- Theatrical release poster
- Directed by: Shantanu Ganesh Rode
- Written by: Swara Mokashi
- Produced by: Naveen Chandra; Nandita Karnad; Swati Khopkar; Ninad Battin;
- Starring: Sayali Sanjeev; Subodh Bhave; Siddharth Jadhav; Shashank Ketkar; Arun Nalawade; Sulbha Arya;
- Cinematography: Pradeep Khanvilkar
- Edited by: Manish Shirke
- Music by: Nishaad Golambare
- Production companies: 91 Film Studios; AVK Pictures;
- Release date: 12 December 2025;
- Country: India
- Language: Marathi

= Kairee =

Indian Marathi-language romantic thriller film

Kairee is a 2025 Indian Marathi-language romantic thriller film directed by Shantanu Ganesh Rode and written by Swara Mokashi. The film stars Sayali Sanjeev, Subodh Bhave, Siddharth Jadhav, Shashank Ketkar, Arun Nalawade and Sulbha Arya in prominent roles. It is scheduled for theatrical release on 12 December 2025.

== Plot ==
The story follows relationships, emotional journeys, and turning points in the lives of its central characters, set against scenic backdrops and dramatic moments typical of the romantic thriller genre.

== Cast ==
- Sayali Sanjeev as Kairee
- Subodh Bhave as inspector Kamalakar
- Siddharth Jadhav as Gopal
- Shashank Ketkar as Akash
- Arun Nalawade
- Sulbha Arya

== Production ==
Kairee was produced by Naveen Chandra, Nandita Karnad, Swati Khopkar and Ninad Battin under the banners of 91 Film Studios and AVK Pictures.

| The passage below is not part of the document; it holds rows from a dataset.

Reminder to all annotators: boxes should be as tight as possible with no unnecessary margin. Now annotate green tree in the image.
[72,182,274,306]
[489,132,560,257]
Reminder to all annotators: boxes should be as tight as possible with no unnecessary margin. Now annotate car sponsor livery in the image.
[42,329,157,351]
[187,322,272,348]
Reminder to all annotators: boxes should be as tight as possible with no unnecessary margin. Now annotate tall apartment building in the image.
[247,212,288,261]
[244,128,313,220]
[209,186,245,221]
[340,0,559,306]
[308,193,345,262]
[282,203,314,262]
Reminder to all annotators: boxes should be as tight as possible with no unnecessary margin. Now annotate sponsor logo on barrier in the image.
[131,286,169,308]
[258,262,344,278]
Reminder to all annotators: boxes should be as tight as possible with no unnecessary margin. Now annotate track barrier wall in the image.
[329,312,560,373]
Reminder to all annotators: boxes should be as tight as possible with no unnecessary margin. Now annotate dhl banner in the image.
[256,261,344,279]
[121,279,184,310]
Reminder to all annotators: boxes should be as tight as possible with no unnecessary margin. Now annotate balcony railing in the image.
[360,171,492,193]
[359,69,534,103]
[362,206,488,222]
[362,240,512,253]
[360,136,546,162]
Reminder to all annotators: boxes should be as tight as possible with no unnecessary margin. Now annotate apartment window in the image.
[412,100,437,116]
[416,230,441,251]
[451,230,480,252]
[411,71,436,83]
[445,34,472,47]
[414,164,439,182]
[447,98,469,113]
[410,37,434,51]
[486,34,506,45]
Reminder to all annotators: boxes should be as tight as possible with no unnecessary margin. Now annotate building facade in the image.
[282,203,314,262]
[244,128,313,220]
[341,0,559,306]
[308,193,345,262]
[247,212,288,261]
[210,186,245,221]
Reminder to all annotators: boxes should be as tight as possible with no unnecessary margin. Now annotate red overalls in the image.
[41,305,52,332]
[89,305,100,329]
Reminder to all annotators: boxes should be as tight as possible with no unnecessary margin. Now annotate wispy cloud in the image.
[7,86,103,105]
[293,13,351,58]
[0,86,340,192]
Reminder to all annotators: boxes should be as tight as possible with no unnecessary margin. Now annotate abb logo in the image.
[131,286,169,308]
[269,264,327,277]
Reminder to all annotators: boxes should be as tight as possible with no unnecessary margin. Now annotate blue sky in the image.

Principal photography took place in various locations across Maharashtra, particularly in the Konkan region. Additional portions of the film were shot in London. The production was wrapped up in May 2023 in London.

== Music ==
Music for the film was composed by Nishaad Golambare and Pankaj Padghan, with lyrics written by Manohar Golambare and Manik Ganesh. The background score was composed by Sai–Piyush.

== Release ==
Kairee premiered in Indian theatres on 12 December 2025. As part of the pre-release promotions, Bollywood actor Suniel Shetty shared the poster on social media. Trailers were released on 30 November 2025.

== Reception ==
Devendra Jadhav of Lokmat reviewed the movie praising its scenic portrayal of the Konkan region and the performances of Sayali Sanjeev and Shashank Ketkar.

Kimaya Narayan of Sakal gave 3 stars out of 5 stars and praised the film's presentation and melodious music but felt the second half slows down.